With the session middleware removed from read-only routes, the response headers became:
cache-control: public, max-age=300, s-maxage=14400, stale-while-revalidate=60
cf-cache-status: MISS ← first visitor
cf-cache-status: HIT ← everyone after
Then a single Cloudflare Cache Rule to make it cache HTML (Cloudflare doesn't cache HTML by default — only static assets):
- When: URI path starts with
/workor/insights - Cache eligibility: Eligible for cache
- Edge TTL: 14400 seconds (4 hours)
- Browser TTL: 300 seconds (5 minutes)
What this means for AEO specifically
The two problems connect. AI crawlers don't just need permission to visit — they need to be able to read the page quickly and completely. A site returning DYNAMIC responses with no caching is slower and less reliable for crawlers. A cached, fast, openly-accessible page is more likely to be fully indexed.
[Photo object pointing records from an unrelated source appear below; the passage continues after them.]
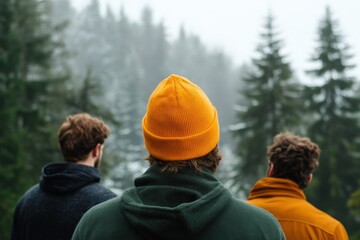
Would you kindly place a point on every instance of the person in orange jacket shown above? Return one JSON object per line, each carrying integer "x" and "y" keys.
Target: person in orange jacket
{"x": 292, "y": 160}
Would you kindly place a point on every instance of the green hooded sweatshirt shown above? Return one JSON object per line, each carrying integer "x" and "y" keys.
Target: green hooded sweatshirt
{"x": 186, "y": 205}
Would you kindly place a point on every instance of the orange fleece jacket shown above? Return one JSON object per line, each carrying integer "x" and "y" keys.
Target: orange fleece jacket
{"x": 298, "y": 218}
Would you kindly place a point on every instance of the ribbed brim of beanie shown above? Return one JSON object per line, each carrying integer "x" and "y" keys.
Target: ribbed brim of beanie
{"x": 180, "y": 122}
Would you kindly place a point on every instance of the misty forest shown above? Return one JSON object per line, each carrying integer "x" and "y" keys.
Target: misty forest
{"x": 56, "y": 61}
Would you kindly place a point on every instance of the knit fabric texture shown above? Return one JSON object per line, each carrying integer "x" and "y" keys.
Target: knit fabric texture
{"x": 180, "y": 123}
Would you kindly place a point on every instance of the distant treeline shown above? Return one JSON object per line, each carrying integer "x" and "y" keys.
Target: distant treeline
{"x": 55, "y": 61}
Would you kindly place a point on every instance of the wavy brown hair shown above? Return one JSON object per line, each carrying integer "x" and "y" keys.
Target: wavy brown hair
{"x": 210, "y": 161}
{"x": 79, "y": 134}
{"x": 293, "y": 157}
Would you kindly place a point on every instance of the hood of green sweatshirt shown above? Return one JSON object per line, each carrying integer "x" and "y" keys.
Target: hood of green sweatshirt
{"x": 174, "y": 206}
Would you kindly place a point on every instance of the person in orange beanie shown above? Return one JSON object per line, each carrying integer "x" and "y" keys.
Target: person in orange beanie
{"x": 178, "y": 197}
{"x": 292, "y": 160}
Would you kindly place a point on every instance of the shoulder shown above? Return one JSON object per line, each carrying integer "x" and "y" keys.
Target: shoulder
{"x": 31, "y": 195}
{"x": 105, "y": 221}
{"x": 255, "y": 219}
{"x": 97, "y": 192}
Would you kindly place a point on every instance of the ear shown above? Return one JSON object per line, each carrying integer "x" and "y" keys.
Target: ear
{"x": 270, "y": 170}
{"x": 96, "y": 150}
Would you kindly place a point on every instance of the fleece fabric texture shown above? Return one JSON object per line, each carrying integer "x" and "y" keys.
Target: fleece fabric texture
{"x": 52, "y": 208}
{"x": 298, "y": 218}
{"x": 186, "y": 205}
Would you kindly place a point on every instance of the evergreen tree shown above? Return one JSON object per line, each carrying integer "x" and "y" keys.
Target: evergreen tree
{"x": 335, "y": 127}
{"x": 28, "y": 110}
{"x": 270, "y": 106}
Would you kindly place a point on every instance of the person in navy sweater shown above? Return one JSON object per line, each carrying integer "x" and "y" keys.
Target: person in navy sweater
{"x": 52, "y": 208}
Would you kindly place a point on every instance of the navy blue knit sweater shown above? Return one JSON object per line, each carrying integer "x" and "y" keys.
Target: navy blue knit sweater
{"x": 52, "y": 208}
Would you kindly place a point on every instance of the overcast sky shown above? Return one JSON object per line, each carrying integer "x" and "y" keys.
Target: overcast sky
{"x": 234, "y": 25}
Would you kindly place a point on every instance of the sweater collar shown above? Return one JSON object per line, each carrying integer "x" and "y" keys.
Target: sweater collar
{"x": 61, "y": 178}
{"x": 276, "y": 187}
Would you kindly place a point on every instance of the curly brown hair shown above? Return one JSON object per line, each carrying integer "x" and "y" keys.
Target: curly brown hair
{"x": 293, "y": 158}
{"x": 79, "y": 134}
{"x": 210, "y": 161}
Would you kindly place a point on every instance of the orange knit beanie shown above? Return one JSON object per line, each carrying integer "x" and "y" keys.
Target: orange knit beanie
{"x": 180, "y": 122}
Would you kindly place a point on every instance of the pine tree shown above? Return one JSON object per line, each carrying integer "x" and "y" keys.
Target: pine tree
{"x": 28, "y": 109}
{"x": 269, "y": 106}
{"x": 335, "y": 127}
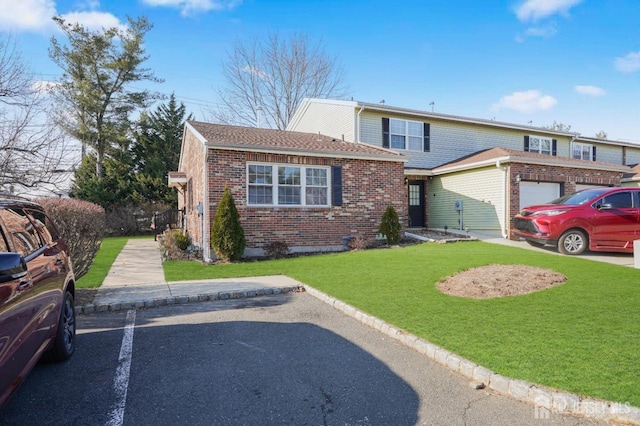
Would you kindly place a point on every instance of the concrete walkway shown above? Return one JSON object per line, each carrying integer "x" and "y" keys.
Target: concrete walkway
{"x": 136, "y": 279}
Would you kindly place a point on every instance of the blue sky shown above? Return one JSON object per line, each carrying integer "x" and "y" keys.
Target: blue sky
{"x": 524, "y": 61}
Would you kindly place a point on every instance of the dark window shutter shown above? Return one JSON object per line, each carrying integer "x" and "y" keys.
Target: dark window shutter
{"x": 385, "y": 133}
{"x": 336, "y": 185}
{"x": 427, "y": 137}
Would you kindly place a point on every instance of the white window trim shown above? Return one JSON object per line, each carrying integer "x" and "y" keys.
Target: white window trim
{"x": 303, "y": 185}
{"x": 541, "y": 139}
{"x": 582, "y": 146}
{"x": 406, "y": 134}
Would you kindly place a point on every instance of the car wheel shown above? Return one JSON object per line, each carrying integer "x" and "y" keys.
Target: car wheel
{"x": 64, "y": 343}
{"x": 572, "y": 242}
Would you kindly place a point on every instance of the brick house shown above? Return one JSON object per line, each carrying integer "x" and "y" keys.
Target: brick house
{"x": 306, "y": 189}
{"x": 468, "y": 172}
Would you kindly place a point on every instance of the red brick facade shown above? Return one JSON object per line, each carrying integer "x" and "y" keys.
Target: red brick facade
{"x": 368, "y": 187}
{"x": 567, "y": 177}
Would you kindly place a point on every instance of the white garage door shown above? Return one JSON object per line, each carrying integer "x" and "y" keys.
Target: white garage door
{"x": 538, "y": 193}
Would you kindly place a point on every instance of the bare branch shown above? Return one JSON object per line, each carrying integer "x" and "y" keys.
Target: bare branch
{"x": 273, "y": 76}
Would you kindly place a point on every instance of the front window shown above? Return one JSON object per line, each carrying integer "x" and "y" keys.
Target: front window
{"x": 293, "y": 186}
{"x": 540, "y": 145}
{"x": 582, "y": 151}
{"x": 405, "y": 134}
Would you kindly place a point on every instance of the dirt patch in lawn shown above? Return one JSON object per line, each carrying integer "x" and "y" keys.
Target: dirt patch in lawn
{"x": 490, "y": 281}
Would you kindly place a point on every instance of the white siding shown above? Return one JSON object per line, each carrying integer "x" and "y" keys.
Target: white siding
{"x": 331, "y": 119}
{"x": 482, "y": 194}
{"x": 451, "y": 141}
{"x": 633, "y": 155}
{"x": 608, "y": 153}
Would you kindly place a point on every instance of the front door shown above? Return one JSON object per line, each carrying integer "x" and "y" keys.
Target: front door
{"x": 416, "y": 204}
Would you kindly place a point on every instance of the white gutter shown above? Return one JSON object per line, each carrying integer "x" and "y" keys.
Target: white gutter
{"x": 505, "y": 199}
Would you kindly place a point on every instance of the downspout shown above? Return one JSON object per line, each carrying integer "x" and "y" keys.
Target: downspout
{"x": 205, "y": 208}
{"x": 358, "y": 124}
{"x": 506, "y": 201}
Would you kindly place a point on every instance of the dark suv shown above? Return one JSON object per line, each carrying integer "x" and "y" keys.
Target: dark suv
{"x": 600, "y": 219}
{"x": 37, "y": 285}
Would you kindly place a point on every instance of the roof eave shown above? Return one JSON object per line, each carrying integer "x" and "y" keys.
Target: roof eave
{"x": 308, "y": 153}
{"x": 536, "y": 161}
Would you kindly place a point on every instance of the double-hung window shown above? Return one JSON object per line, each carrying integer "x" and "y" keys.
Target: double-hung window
{"x": 583, "y": 151}
{"x": 276, "y": 185}
{"x": 540, "y": 145}
{"x": 405, "y": 134}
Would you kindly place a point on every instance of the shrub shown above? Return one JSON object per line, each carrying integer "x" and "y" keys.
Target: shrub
{"x": 357, "y": 242}
{"x": 390, "y": 226}
{"x": 227, "y": 235}
{"x": 81, "y": 225}
{"x": 182, "y": 239}
{"x": 276, "y": 249}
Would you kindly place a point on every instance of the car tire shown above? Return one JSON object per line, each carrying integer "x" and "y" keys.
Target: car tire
{"x": 64, "y": 343}
{"x": 573, "y": 242}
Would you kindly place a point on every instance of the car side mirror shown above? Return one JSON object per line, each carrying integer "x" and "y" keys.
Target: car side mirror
{"x": 12, "y": 266}
{"x": 605, "y": 206}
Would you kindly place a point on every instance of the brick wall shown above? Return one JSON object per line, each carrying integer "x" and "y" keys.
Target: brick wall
{"x": 368, "y": 187}
{"x": 566, "y": 176}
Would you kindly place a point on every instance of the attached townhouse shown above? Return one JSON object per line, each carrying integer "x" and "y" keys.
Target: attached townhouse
{"x": 472, "y": 173}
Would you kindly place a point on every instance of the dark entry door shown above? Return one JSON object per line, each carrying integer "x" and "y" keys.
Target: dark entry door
{"x": 416, "y": 203}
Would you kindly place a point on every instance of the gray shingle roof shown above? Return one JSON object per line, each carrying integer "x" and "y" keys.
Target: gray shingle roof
{"x": 281, "y": 141}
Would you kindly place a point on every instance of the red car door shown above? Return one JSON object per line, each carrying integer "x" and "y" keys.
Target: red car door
{"x": 615, "y": 221}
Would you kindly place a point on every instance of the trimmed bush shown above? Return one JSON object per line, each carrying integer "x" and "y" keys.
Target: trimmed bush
{"x": 81, "y": 225}
{"x": 390, "y": 226}
{"x": 182, "y": 239}
{"x": 227, "y": 235}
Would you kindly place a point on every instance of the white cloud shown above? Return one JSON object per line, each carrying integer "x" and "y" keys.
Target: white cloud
{"x": 590, "y": 90}
{"x": 29, "y": 15}
{"x": 188, "y": 7}
{"x": 533, "y": 10}
{"x": 94, "y": 21}
{"x": 43, "y": 86}
{"x": 527, "y": 101}
{"x": 629, "y": 63}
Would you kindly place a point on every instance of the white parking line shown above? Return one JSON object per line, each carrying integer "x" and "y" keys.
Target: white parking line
{"x": 121, "y": 381}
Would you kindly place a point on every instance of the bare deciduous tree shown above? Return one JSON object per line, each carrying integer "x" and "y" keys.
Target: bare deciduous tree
{"x": 33, "y": 152}
{"x": 267, "y": 79}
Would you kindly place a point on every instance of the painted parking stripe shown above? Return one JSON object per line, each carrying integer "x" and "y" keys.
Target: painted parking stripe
{"x": 121, "y": 381}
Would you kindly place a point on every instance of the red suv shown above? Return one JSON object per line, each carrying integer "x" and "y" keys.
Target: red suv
{"x": 37, "y": 315}
{"x": 600, "y": 219}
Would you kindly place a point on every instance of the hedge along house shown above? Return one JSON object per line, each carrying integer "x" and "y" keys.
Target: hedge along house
{"x": 453, "y": 172}
{"x": 306, "y": 189}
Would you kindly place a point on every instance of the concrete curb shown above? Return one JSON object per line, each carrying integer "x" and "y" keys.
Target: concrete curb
{"x": 180, "y": 300}
{"x": 544, "y": 399}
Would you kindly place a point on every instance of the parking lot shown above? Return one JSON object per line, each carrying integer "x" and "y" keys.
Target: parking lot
{"x": 285, "y": 359}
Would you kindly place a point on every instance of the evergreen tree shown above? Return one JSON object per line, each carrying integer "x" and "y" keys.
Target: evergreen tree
{"x": 390, "y": 225}
{"x": 227, "y": 235}
{"x": 156, "y": 152}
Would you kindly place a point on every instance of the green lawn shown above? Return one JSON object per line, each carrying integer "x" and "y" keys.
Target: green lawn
{"x": 109, "y": 250}
{"x": 582, "y": 336}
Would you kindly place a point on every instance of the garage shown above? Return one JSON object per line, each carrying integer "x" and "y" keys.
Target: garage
{"x": 532, "y": 193}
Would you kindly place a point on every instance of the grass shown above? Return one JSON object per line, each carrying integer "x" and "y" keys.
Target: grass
{"x": 582, "y": 336}
{"x": 109, "y": 250}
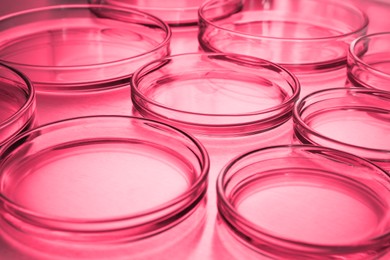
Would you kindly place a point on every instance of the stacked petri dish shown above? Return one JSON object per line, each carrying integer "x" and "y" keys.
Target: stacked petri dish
{"x": 304, "y": 202}
{"x": 206, "y": 129}
{"x": 102, "y": 187}
{"x": 181, "y": 16}
{"x": 354, "y": 120}
{"x": 369, "y": 62}
{"x": 231, "y": 103}
{"x": 80, "y": 56}
{"x": 308, "y": 37}
{"x": 17, "y": 103}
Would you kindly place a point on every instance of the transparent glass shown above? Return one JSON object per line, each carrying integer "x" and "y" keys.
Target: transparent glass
{"x": 354, "y": 120}
{"x": 369, "y": 62}
{"x": 308, "y": 37}
{"x": 175, "y": 13}
{"x": 81, "y": 47}
{"x": 103, "y": 187}
{"x": 231, "y": 103}
{"x": 306, "y": 202}
{"x": 17, "y": 103}
{"x": 215, "y": 94}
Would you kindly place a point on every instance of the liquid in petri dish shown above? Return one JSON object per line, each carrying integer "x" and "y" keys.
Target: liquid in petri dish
{"x": 11, "y": 100}
{"x": 380, "y": 62}
{"x": 311, "y": 207}
{"x": 271, "y": 30}
{"x": 98, "y": 179}
{"x": 216, "y": 94}
{"x": 364, "y": 127}
{"x": 81, "y": 43}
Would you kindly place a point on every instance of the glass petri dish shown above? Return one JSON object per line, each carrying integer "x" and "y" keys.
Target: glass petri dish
{"x": 354, "y": 120}
{"x": 102, "y": 180}
{"x": 17, "y": 103}
{"x": 369, "y": 62}
{"x": 82, "y": 47}
{"x": 303, "y": 35}
{"x": 306, "y": 202}
{"x": 215, "y": 94}
{"x": 175, "y": 13}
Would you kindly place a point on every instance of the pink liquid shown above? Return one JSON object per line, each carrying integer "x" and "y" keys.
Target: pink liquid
{"x": 98, "y": 180}
{"x": 311, "y": 208}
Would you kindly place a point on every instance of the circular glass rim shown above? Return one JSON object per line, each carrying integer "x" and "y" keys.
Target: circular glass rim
{"x": 295, "y": 87}
{"x": 362, "y": 27}
{"x": 304, "y": 101}
{"x": 355, "y": 57}
{"x": 29, "y": 101}
{"x": 204, "y": 163}
{"x": 221, "y": 183}
{"x": 158, "y": 22}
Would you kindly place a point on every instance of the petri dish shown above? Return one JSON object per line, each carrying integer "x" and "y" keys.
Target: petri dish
{"x": 354, "y": 120}
{"x": 101, "y": 181}
{"x": 80, "y": 48}
{"x": 230, "y": 102}
{"x": 17, "y": 103}
{"x": 303, "y": 36}
{"x": 175, "y": 13}
{"x": 369, "y": 62}
{"x": 306, "y": 202}
{"x": 215, "y": 94}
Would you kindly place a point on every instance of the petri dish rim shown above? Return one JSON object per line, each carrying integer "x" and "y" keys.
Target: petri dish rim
{"x": 359, "y": 61}
{"x": 361, "y": 28}
{"x": 201, "y": 180}
{"x": 235, "y": 57}
{"x": 158, "y": 22}
{"x": 220, "y": 184}
{"x": 299, "y": 121}
{"x": 29, "y": 101}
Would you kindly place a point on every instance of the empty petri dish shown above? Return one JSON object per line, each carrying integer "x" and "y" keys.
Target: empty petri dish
{"x": 17, "y": 103}
{"x": 308, "y": 37}
{"x": 82, "y": 47}
{"x": 215, "y": 94}
{"x": 369, "y": 61}
{"x": 100, "y": 181}
{"x": 175, "y": 13}
{"x": 354, "y": 120}
{"x": 306, "y": 202}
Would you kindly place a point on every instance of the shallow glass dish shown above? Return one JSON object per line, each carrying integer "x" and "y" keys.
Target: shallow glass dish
{"x": 17, "y": 103}
{"x": 306, "y": 202}
{"x": 354, "y": 120}
{"x": 100, "y": 181}
{"x": 369, "y": 61}
{"x": 175, "y": 13}
{"x": 215, "y": 94}
{"x": 84, "y": 47}
{"x": 301, "y": 35}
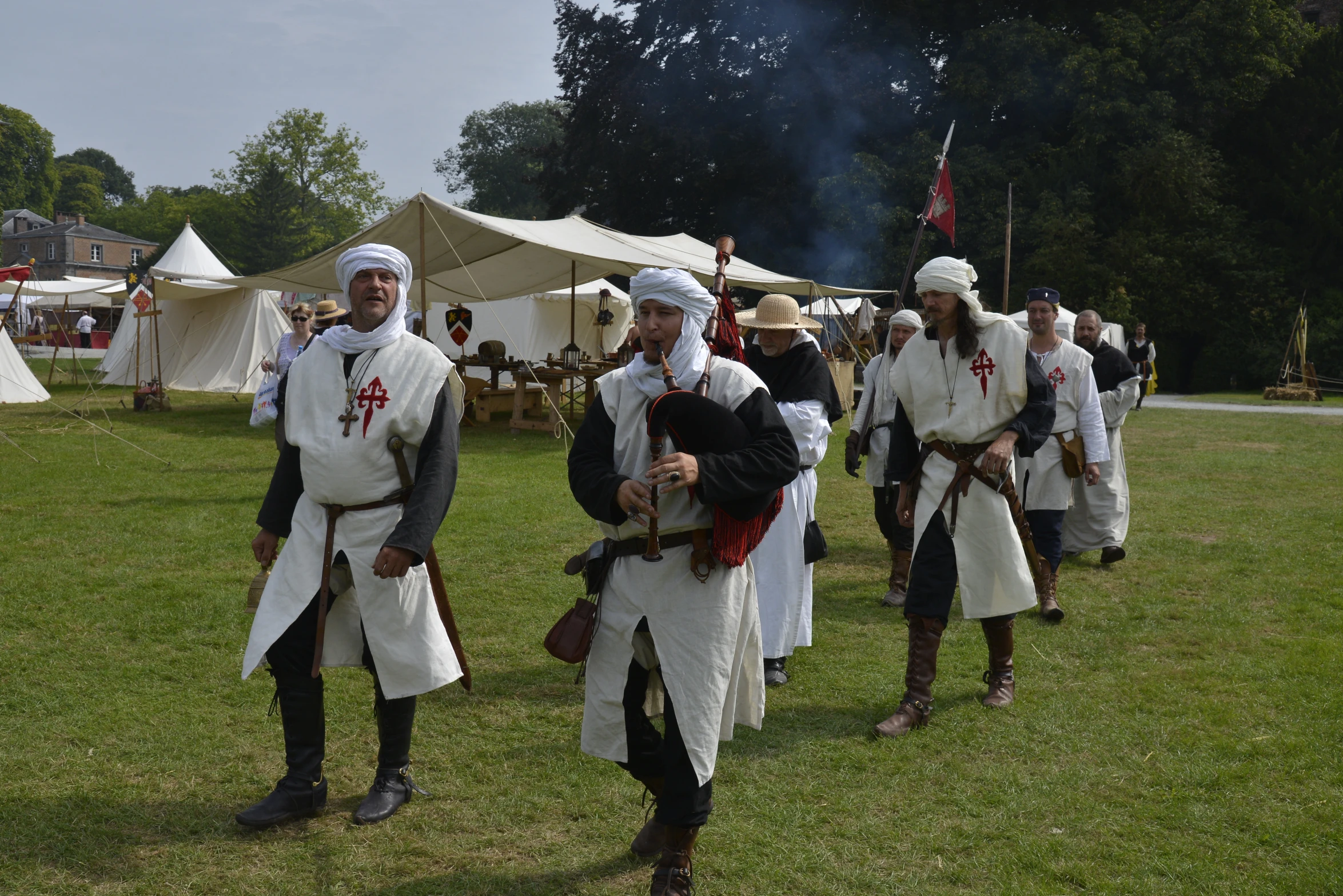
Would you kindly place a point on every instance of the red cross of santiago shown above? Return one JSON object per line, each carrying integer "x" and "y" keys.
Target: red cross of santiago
{"x": 983, "y": 368}
{"x": 374, "y": 396}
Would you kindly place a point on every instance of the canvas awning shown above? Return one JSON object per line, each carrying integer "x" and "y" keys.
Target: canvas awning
{"x": 469, "y": 257}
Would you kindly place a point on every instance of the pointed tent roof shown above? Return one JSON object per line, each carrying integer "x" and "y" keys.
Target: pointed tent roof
{"x": 190, "y": 258}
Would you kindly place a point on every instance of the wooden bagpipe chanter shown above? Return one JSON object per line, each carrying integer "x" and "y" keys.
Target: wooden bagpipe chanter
{"x": 699, "y": 426}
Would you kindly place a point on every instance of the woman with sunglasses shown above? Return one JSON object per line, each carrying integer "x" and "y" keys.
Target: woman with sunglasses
{"x": 289, "y": 346}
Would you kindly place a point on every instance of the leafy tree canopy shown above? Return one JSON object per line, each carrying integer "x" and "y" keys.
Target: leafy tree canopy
{"x": 500, "y": 157}
{"x": 27, "y": 163}
{"x": 118, "y": 186}
{"x": 809, "y": 130}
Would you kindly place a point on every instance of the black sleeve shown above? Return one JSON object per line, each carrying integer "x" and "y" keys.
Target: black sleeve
{"x": 436, "y": 478}
{"x": 767, "y": 463}
{"x": 286, "y": 485}
{"x": 593, "y": 478}
{"x": 1036, "y": 420}
{"x": 904, "y": 447}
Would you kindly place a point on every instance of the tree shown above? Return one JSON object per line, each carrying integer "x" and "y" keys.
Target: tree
{"x": 500, "y": 157}
{"x": 270, "y": 219}
{"x": 27, "y": 163}
{"x": 336, "y": 196}
{"x": 118, "y": 186}
{"x": 81, "y": 190}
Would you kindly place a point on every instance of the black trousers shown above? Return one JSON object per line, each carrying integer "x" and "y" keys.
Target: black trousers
{"x": 652, "y": 755}
{"x": 292, "y": 665}
{"x": 932, "y": 576}
{"x": 1047, "y": 530}
{"x": 884, "y": 509}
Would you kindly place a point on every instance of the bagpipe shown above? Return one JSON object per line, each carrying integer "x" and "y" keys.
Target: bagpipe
{"x": 699, "y": 426}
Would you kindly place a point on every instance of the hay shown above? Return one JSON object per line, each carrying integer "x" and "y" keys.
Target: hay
{"x": 1296, "y": 392}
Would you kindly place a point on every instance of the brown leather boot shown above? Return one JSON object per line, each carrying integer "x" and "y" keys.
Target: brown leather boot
{"x": 672, "y": 876}
{"x": 1049, "y": 608}
{"x": 899, "y": 580}
{"x": 1002, "y": 687}
{"x": 920, "y": 671}
{"x": 648, "y": 843}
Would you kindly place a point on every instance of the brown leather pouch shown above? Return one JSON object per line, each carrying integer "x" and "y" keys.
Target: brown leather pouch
{"x": 1075, "y": 457}
{"x": 571, "y": 639}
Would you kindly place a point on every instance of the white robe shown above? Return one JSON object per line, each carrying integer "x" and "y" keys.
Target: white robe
{"x": 707, "y": 635}
{"x": 970, "y": 400}
{"x": 398, "y": 616}
{"x": 1099, "y": 515}
{"x": 783, "y": 581}
{"x": 1042, "y": 482}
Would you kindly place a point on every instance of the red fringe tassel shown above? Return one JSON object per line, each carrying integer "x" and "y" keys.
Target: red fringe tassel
{"x": 734, "y": 539}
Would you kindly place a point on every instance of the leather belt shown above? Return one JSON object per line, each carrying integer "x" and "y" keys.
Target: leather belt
{"x": 636, "y": 546}
{"x": 333, "y": 513}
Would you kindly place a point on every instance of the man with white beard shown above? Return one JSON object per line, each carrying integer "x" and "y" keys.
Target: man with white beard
{"x": 1076, "y": 447}
{"x": 878, "y": 408}
{"x": 1099, "y": 515}
{"x": 789, "y": 360}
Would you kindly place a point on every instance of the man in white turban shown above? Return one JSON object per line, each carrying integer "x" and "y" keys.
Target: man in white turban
{"x": 872, "y": 420}
{"x": 680, "y": 636}
{"x": 966, "y": 396}
{"x": 351, "y": 586}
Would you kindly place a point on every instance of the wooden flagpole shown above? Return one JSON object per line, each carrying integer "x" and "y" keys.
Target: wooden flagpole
{"x": 1007, "y": 251}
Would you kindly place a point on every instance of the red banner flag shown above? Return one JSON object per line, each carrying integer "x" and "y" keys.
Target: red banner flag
{"x": 943, "y": 210}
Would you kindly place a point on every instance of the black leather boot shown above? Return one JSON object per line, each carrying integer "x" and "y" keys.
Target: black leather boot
{"x": 302, "y": 790}
{"x": 394, "y": 784}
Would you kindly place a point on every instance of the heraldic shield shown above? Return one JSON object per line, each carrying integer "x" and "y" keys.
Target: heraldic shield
{"x": 459, "y": 325}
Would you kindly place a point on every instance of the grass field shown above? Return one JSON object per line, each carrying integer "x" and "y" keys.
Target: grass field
{"x": 1177, "y": 734}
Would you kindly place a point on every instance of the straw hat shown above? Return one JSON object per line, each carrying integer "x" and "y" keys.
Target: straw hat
{"x": 778, "y": 313}
{"x": 328, "y": 310}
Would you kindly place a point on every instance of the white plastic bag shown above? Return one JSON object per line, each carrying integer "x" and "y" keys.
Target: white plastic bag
{"x": 264, "y": 404}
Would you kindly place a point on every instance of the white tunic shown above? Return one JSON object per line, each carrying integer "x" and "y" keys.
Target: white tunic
{"x": 970, "y": 400}
{"x": 783, "y": 581}
{"x": 1042, "y": 483}
{"x": 397, "y": 395}
{"x": 876, "y": 388}
{"x": 707, "y": 635}
{"x": 1099, "y": 515}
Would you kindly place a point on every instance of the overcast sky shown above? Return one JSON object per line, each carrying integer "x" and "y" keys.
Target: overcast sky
{"x": 170, "y": 87}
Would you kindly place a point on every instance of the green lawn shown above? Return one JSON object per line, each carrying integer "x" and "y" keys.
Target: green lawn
{"x": 1177, "y": 734}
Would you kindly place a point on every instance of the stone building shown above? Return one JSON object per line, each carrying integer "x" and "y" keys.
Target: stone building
{"x": 70, "y": 246}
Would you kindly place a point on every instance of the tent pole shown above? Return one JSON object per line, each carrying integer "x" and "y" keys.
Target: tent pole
{"x": 424, "y": 299}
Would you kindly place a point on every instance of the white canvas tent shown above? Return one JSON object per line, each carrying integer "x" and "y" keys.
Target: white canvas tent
{"x": 536, "y": 325}
{"x": 472, "y": 258}
{"x": 18, "y": 385}
{"x": 213, "y": 336}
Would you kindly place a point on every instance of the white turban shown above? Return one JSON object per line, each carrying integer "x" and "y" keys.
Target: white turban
{"x": 362, "y": 258}
{"x": 906, "y": 318}
{"x": 691, "y": 352}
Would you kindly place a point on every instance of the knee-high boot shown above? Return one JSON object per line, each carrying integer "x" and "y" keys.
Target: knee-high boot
{"x": 302, "y": 790}
{"x": 1002, "y": 687}
{"x": 393, "y": 786}
{"x": 920, "y": 673}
Beyond that: AI engines weight pages they can crawl consistently. A page that's sometimes slow, sometimes cookie-gated, sometimes blocked by a WAF rule is a lower-quality signal than one that returns a clean 200 with public cache headers every time.
The crawlers are trying to understand who you are and what you know. Make it easy for them.
The defaults assumption
What I keep thinking about is how many developers have this exact configuration and don't know it. Cloudflare is the default choice for DNS and CDN. Laravel is the default choice for PHP backends. Both have shipped with settings that, in combination, make your site uncacheable and invisible to AI engines.
Neither setting is wrong in isolation. Blocking AI training crawlers is a reasonable default for a production app. Session middleware on all routes is a reasonable default for a web framework. The problem only appears when you look at the full stack and ask: what is actually happening when a request comes in?
That question — what is actually happening — is the one worth asking about every layer of your infrastructure. The answer is usually more interesting than the defaults suggest.